DrBanneker
Space is the Place

What is the CFA franc zone?
The CFA franc zone consists of 14 countries in sub-Saharan Africa, each affiliated with one of two monetary unions. Benin, Burkina Faso, Côte D’Ivoire, Guinea-Bissau, Mali, Niger, Senegal, and Togo comprise the West African Economic and Monetary Union, or WAEMU, founded in 1994 to build on the foundation of the West African Monetary Union, founded in 1973. The remaining six countries — Cameroon, Central African Republic, Chad, Republic of Congo, Equatorial Guinea, and Gabon — comprise the Central African Economic and Monetary Union, or CAEMC.
These two unions maintain the same currency, the CFA franc, which stands for Communauté Financière Africaine (African Financial Community) within WAEMU and Coopération Financière en Afrique Centrale (Financial Cooperation in Central Africa) within CAEMC. WAEMU and CAEMC account for 14 percent of Africa’s population and 12 percent of its GDP.
All of these countries except Guinea-Bissau and Equatorial Guinea were colonies of France and maintain French as an official language.

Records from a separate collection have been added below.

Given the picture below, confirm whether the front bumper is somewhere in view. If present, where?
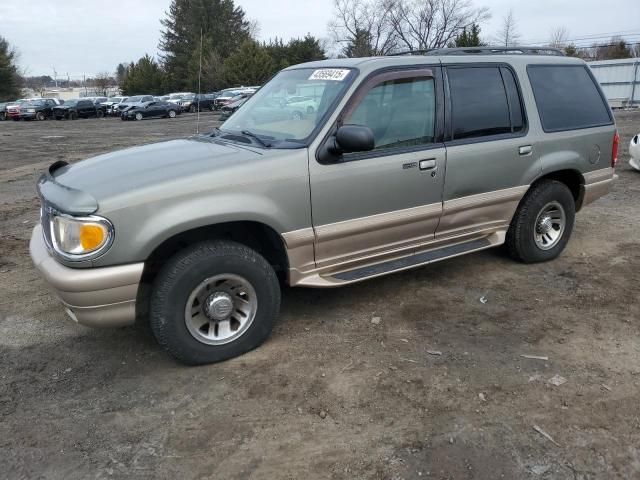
[29,225,144,327]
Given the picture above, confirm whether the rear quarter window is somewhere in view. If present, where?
[527,65,613,132]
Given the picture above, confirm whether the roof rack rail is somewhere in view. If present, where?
[389,47,564,57]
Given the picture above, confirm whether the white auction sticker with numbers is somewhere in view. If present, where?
[309,68,350,82]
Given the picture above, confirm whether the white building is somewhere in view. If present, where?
[588,58,640,108]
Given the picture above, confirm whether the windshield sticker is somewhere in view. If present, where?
[309,68,350,82]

Guinea-Bissau was ruled by Portugal, and today its official language is Portuguese, while Equatorial Guinea was ruled by Spain, and today both Spanish and French are its official languages.
Having an independent currency and monetary policy is a significant part of real sovereignty and independence. But most of the former French colonies in Africa don't. They have the CFA Franc, which while benchmarked to first the Franc and then the Euro, may have provided some currency stability and full convertibility with the Franc (and now Euro), it has quite a few zingers:
- Members' foreign-exchange reserves are pooled; each central bank keeps 65% of its foreign reserves with the French Treasury.
- To ensure monetary discipline, foreign reserves must equal at least 20% of the central banks' short-term deposits.
I know most of these countries trade with France and each other so there is some benefit but is pegging the the Franc or Euro in their best interest? It effectively ties them to Europe when they could be pegging to the USD, Chinese Yuan, or creating a pan-African currency. The latter is reportedly why Ghadaffi was overthrown and killed.
Any thoughts on how to get out of this? Having private citizens accumulate gold and silver that the central banks could eventually swap for a new precious metal backed currency is the only thing I can think of.